Devil Wind
Title – Devil Wind
Author – Amanda Barusch
Genre – General Fiction
Type – Flash Fiction
Publication Date – 2019
Publisher – Crack the Spine Literary Magazine
Medium – Magazine
Available at – Crack the Spine Literary Magazine (via Lucid Press)
Link – https://pubsecure.lucidpress.com/crackthespine260/#W0.KiFPllsw.
Source Text:
Devil Wind
Evening shouldn’t be this warm.
Santa Ana. That man on the television with the wobbling chin. He says you should say the middle ‘a.’ “Some people,” he says, “are just too lazy to say the middle a.” Test it on your tongue and imagine a wind named after a saint. No. Mama says don’t listen to him with his fancy words. It was the people named the wind Santana. This wind is named for the devil.
The sun comes up dirty when Santana rolls through. The hairs prickle up from my head. Papa scoots his socks across the carpet and a spark jumps from his finger to my nose. “Static electricity,” he says. But then he has to go help out at the dairy.
We’re shut inside. Mama mutters, “Those precious cows aren’t even his.”

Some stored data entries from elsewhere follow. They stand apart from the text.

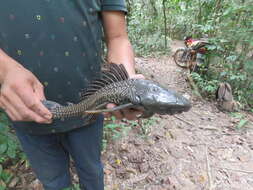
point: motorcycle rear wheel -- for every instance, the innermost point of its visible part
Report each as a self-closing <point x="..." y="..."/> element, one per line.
<point x="180" y="58"/>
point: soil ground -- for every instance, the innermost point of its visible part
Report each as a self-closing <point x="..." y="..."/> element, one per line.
<point x="195" y="150"/>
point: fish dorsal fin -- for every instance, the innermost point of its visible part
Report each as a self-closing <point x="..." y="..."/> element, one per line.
<point x="110" y="73"/>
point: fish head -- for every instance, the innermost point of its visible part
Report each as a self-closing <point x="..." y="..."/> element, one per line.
<point x="158" y="99"/>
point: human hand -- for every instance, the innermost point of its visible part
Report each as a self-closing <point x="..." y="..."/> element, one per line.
<point x="21" y="94"/>
<point x="128" y="113"/>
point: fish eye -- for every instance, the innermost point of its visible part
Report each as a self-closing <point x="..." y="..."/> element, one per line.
<point x="154" y="89"/>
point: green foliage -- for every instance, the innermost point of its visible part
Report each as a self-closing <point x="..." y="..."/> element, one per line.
<point x="228" y="24"/>
<point x="146" y="31"/>
<point x="9" y="149"/>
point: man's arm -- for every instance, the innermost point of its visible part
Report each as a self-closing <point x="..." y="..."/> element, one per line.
<point x="21" y="92"/>
<point x="119" y="51"/>
<point x="118" y="44"/>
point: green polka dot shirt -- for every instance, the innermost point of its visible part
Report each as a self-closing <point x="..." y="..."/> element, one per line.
<point x="60" y="42"/>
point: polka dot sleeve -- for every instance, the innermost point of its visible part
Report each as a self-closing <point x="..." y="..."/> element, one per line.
<point x="112" y="5"/>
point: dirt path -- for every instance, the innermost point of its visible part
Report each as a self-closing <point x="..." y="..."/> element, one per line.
<point x="197" y="150"/>
<point x="200" y="149"/>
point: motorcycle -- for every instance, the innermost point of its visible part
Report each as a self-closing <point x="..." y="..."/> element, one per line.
<point x="191" y="57"/>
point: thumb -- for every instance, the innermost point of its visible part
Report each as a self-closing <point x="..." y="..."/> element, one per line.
<point x="39" y="90"/>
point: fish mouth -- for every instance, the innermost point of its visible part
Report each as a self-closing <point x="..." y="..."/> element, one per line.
<point x="171" y="110"/>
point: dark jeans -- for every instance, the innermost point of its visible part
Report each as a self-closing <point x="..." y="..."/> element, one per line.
<point x="49" y="156"/>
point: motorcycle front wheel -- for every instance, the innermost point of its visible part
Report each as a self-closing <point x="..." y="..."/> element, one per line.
<point x="181" y="58"/>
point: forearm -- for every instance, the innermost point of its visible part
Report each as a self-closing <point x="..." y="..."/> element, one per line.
<point x="6" y="62"/>
<point x="121" y="51"/>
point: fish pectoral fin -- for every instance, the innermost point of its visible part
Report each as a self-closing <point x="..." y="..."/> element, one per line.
<point x="146" y="114"/>
<point x="123" y="106"/>
<point x="50" y="104"/>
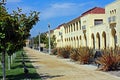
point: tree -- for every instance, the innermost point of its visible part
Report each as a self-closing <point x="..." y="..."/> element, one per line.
<point x="14" y="30"/>
<point x="52" y="42"/>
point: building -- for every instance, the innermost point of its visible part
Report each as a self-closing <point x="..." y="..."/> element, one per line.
<point x="96" y="28"/>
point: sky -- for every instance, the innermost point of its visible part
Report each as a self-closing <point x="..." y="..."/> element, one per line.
<point x="54" y="12"/>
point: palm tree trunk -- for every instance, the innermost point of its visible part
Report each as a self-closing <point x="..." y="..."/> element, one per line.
<point x="3" y="65"/>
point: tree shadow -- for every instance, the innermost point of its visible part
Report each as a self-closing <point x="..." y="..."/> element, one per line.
<point x="31" y="76"/>
<point x="47" y="76"/>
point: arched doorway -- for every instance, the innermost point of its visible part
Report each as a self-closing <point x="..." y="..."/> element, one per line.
<point x="80" y="41"/>
<point x="114" y="37"/>
<point x="74" y="42"/>
<point x="85" y="38"/>
<point x="71" y="42"/>
<point x="77" y="42"/>
<point x="98" y="40"/>
<point x="104" y="40"/>
<point x="93" y="41"/>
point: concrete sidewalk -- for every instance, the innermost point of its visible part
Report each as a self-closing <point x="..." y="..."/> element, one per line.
<point x="53" y="68"/>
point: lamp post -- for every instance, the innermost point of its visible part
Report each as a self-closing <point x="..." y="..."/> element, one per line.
<point x="2" y="2"/>
<point x="49" y="38"/>
<point x="39" y="41"/>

She squeezes my shoulder and tells me about the strong man who thought he could stop the wind. He climbed the cliff wall, hugging cold rock until he hauled himself over the edge and stood panting on the bare mesa. He stared straight into the dark eyes of the wind eagle. Her claws clutched the edge of a massive nest in the topmost branch of a dying tree. When she flapped her wings the wind snapped hair into his eyes. Tears cooled his temples. His kerchief tugged loose and flew away. The snaps of his shirt tore open one by one until it, too, sailed away, sleeves waving. With a gasp he landed on his back and his pants stole out from underneath. They, too, took flight. Socks and shoes dribbled along behind. He lost his hair and eyebrows strand by strand. He lies there now. Prone. Clinging to the base of that dying tree.

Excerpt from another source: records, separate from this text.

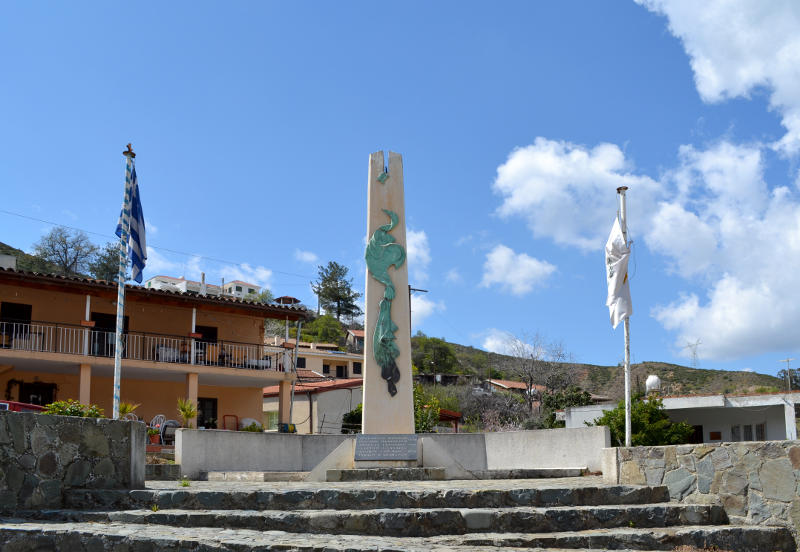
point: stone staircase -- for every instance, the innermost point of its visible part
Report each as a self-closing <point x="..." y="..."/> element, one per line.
<point x="578" y="513"/>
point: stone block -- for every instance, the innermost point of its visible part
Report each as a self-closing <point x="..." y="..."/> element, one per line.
<point x="775" y="475"/>
<point x="680" y="483"/>
<point x="630" y="474"/>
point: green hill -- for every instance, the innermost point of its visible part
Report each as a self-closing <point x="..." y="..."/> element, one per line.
<point x="609" y="380"/>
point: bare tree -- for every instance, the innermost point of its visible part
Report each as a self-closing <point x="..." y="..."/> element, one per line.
<point x="540" y="364"/>
<point x="70" y="250"/>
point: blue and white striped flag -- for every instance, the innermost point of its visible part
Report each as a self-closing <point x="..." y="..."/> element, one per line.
<point x="137" y="248"/>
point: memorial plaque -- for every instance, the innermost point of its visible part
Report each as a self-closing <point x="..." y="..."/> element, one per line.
<point x="386" y="447"/>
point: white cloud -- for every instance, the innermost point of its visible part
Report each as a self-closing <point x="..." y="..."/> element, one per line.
<point x="422" y="308"/>
<point x="738" y="47"/>
<point x="496" y="341"/>
<point x="567" y="192"/>
<point x="305" y="256"/>
<point x="255" y="275"/>
<point x="158" y="264"/>
<point x="741" y="239"/>
<point x="514" y="272"/>
<point x="453" y="276"/>
<point x="419" y="254"/>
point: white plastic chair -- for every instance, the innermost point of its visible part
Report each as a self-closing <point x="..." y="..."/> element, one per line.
<point x="157" y="421"/>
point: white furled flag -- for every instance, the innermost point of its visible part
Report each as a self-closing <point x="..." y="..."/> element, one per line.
<point x="619" y="290"/>
<point x="137" y="248"/>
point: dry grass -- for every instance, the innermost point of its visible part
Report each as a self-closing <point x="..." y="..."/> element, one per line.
<point x="695" y="549"/>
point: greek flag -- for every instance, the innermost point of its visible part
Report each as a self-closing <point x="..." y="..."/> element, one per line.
<point x="137" y="248"/>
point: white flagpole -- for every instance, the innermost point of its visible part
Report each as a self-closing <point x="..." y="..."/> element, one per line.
<point x="123" y="265"/>
<point x="623" y="223"/>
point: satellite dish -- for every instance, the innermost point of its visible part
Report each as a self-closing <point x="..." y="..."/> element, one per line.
<point x="653" y="384"/>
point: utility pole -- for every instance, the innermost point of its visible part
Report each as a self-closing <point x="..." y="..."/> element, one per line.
<point x="410" y="289"/>
<point x="788" y="373"/>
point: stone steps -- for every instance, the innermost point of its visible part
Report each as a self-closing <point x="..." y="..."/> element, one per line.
<point x="414" y="522"/>
<point x="330" y="496"/>
<point x="83" y="537"/>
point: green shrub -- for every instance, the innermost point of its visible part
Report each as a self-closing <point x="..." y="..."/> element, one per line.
<point x="650" y="424"/>
<point x="254" y="427"/>
<point x="71" y="407"/>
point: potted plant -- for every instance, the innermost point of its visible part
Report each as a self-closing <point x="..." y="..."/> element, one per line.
<point x="155" y="435"/>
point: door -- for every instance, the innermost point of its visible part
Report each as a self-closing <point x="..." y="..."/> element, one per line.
<point x="37" y="393"/>
<point x="15" y="319"/>
<point x="207" y="413"/>
<point x="105" y="327"/>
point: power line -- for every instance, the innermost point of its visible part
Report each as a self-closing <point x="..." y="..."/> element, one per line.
<point x="158" y="248"/>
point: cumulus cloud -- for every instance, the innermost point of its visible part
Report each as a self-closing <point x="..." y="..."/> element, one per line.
<point x="737" y="238"/>
<point x="737" y="47"/>
<point x="419" y="254"/>
<point x="422" y="308"/>
<point x="567" y="192"/>
<point x="305" y="256"/>
<point x="496" y="341"/>
<point x="453" y="276"/>
<point x="517" y="273"/>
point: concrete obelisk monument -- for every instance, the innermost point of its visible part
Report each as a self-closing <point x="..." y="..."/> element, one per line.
<point x="388" y="401"/>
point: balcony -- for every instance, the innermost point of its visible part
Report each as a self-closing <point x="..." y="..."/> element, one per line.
<point x="45" y="337"/>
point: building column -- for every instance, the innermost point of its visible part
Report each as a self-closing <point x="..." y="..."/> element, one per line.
<point x="85" y="384"/>
<point x="191" y="387"/>
<point x="284" y="401"/>
<point x="791" y="427"/>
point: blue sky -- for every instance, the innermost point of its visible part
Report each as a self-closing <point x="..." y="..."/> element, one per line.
<point x="253" y="123"/>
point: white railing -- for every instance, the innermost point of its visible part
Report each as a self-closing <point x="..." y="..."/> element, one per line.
<point x="77" y="340"/>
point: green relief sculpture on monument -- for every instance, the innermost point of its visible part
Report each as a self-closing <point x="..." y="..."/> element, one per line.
<point x="382" y="252"/>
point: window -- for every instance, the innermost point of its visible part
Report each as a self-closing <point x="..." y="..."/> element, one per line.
<point x="271" y="420"/>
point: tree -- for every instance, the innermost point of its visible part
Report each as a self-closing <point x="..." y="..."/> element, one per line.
<point x="537" y="362"/>
<point x="326" y="329"/>
<point x="69" y="250"/>
<point x="650" y="424"/>
<point x="105" y="265"/>
<point x="558" y="400"/>
<point x="335" y="291"/>
<point x="264" y="297"/>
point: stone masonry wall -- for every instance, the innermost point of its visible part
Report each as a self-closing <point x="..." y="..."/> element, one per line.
<point x="757" y="482"/>
<point x="41" y="456"/>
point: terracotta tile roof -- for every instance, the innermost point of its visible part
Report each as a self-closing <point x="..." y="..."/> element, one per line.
<point x="317" y="386"/>
<point x="11" y="276"/>
<point x="510" y="384"/>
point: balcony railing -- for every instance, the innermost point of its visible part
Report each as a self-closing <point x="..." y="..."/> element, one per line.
<point x="78" y="340"/>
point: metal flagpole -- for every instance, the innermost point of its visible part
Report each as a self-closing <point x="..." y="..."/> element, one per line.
<point x="623" y="223"/>
<point x="123" y="265"/>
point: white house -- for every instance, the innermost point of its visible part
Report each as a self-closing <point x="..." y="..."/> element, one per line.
<point x="717" y="418"/>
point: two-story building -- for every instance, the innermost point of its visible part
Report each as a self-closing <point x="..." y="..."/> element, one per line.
<point x="57" y="341"/>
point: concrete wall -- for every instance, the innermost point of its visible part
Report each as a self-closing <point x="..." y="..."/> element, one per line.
<point x="756" y="482"/>
<point x="547" y="448"/>
<point x="41" y="456"/>
<point x="217" y="450"/>
<point x="199" y="451"/>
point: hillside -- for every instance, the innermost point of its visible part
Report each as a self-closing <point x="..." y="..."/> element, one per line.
<point x="26" y="261"/>
<point x="609" y="380"/>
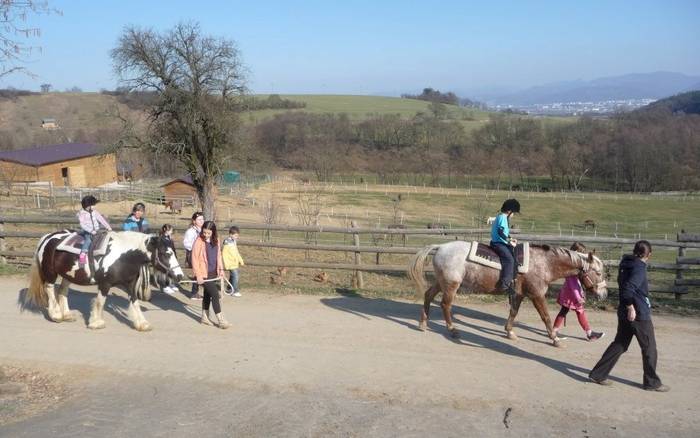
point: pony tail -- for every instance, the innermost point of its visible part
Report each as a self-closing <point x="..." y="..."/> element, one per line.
<point x="35" y="295"/>
<point x="415" y="270"/>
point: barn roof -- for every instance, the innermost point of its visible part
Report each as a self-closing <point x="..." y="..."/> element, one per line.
<point x="187" y="179"/>
<point x="41" y="155"/>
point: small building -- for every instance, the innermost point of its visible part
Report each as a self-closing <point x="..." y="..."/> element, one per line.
<point x="64" y="165"/>
<point x="179" y="188"/>
<point x="49" y="124"/>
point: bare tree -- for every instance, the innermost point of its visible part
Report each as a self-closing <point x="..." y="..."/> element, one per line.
<point x="309" y="205"/>
<point x="271" y="212"/>
<point x="198" y="81"/>
<point x="14" y="49"/>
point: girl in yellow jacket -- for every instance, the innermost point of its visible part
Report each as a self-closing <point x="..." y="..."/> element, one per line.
<point x="232" y="260"/>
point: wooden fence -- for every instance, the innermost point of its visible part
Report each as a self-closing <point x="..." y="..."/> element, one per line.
<point x="683" y="264"/>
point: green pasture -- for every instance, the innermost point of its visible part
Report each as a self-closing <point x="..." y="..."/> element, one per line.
<point x="359" y="107"/>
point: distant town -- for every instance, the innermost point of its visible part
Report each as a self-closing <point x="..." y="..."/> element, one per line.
<point x="577" y="108"/>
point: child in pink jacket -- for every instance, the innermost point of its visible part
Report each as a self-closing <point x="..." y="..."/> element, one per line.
<point x="572" y="297"/>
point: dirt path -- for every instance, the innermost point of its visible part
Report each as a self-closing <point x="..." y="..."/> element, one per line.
<point x="341" y="366"/>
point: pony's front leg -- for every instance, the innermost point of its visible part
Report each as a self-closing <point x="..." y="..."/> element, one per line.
<point x="96" y="320"/>
<point x="541" y="306"/>
<point x="66" y="313"/>
<point x="515" y="302"/>
<point x="136" y="316"/>
<point x="54" y="310"/>
<point x="425" y="312"/>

You don’t close drapes against Santana. Better to watch the desert unhinged. Tumbleweeds bound in elegant arcs. A rusty slab of corrugated tin revolves in the air high above the barn. Dust devils twirl through the fields. Little tornadoes sucking water from crops. An invisible hand rips out our mulberry tree. Roots dangle in the desiccated air.

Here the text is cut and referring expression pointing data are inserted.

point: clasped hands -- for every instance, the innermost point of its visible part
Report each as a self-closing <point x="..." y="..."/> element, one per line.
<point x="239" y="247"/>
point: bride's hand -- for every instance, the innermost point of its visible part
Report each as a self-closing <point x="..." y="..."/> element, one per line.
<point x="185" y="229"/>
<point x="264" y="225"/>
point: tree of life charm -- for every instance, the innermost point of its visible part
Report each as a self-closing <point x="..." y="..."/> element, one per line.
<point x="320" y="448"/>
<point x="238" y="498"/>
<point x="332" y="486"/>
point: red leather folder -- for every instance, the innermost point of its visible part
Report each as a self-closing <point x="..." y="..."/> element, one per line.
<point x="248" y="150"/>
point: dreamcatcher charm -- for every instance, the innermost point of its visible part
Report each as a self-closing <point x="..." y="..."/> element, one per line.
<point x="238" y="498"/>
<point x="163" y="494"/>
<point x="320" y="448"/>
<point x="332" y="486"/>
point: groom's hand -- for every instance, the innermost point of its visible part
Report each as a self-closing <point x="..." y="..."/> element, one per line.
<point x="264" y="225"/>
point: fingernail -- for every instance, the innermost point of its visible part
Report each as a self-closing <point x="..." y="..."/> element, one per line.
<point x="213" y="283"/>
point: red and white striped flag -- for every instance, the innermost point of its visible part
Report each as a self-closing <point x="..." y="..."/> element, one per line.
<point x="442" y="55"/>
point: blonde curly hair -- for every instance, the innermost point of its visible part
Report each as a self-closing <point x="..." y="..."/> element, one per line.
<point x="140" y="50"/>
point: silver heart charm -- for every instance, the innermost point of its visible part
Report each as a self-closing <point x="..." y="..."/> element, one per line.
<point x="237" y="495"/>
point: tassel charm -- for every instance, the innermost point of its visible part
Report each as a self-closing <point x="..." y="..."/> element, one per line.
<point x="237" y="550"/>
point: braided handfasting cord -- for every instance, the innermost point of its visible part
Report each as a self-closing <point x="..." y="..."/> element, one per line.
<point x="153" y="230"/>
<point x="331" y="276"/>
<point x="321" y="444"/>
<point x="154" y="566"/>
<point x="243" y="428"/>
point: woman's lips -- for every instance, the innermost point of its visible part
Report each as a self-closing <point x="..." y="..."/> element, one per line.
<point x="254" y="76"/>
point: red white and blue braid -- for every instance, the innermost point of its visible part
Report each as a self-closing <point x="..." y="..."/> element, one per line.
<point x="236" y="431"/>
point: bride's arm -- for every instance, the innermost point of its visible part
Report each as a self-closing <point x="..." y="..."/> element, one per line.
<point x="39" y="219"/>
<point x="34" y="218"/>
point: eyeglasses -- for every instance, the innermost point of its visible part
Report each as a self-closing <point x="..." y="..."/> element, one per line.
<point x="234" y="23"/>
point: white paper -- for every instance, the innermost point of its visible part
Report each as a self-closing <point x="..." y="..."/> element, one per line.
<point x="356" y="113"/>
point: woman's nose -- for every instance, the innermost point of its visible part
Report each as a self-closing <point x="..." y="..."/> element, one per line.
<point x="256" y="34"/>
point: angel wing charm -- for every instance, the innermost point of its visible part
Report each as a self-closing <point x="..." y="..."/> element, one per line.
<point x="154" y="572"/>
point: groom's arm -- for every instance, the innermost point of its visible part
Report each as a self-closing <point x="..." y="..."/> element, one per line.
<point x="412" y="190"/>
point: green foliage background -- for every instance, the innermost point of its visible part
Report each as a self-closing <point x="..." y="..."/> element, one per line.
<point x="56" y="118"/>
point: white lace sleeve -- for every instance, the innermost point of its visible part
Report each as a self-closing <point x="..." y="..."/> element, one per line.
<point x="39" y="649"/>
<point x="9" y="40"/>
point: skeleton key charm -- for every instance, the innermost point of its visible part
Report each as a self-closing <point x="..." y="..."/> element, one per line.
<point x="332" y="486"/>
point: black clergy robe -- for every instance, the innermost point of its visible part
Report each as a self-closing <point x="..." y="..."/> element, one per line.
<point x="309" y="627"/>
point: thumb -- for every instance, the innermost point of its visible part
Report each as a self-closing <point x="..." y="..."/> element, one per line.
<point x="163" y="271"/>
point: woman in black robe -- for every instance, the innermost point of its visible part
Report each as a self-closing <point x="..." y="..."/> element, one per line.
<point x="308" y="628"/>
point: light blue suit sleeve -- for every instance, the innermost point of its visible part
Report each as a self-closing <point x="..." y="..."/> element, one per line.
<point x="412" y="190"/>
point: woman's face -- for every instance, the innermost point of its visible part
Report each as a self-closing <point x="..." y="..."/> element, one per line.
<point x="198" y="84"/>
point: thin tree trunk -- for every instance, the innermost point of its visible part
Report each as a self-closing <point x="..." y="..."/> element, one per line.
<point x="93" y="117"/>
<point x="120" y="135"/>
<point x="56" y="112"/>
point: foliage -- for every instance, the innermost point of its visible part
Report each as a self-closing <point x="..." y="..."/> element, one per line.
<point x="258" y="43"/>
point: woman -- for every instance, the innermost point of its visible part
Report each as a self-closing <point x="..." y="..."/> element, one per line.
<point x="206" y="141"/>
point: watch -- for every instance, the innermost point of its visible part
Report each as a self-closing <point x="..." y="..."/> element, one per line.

Fire to the West. Smoke erases the sun.
Santana’s churning. Get ready for a night of howls and whispers. Walls shudder in the dark; beams moan. Fingers of dust sneak under the doors. A window cracks. Coyote howls. Mama says no sleep for the wicked.
When sun finally rises the earth so still and the air so clear. Colors hurt your eyes—red sand, purple mountains, sapphire sky pierced in the west by leftover stars.
A chain saw slices the faraway quiet and Mama snores on the sofa.
I slip outside and down the path to the corral. Trash huddles in the bottlebrush: plastic bags, baling wire, a Barbie doll with no clothes at all.
I throw some hay to my hungry little mare hunkered there behind the wood pile, black tail snug against her chestnut rump. Her eyes swollen shut leaking sludge. She smells me and nickers but she can’t see
all those stiff black birds scattered across the field.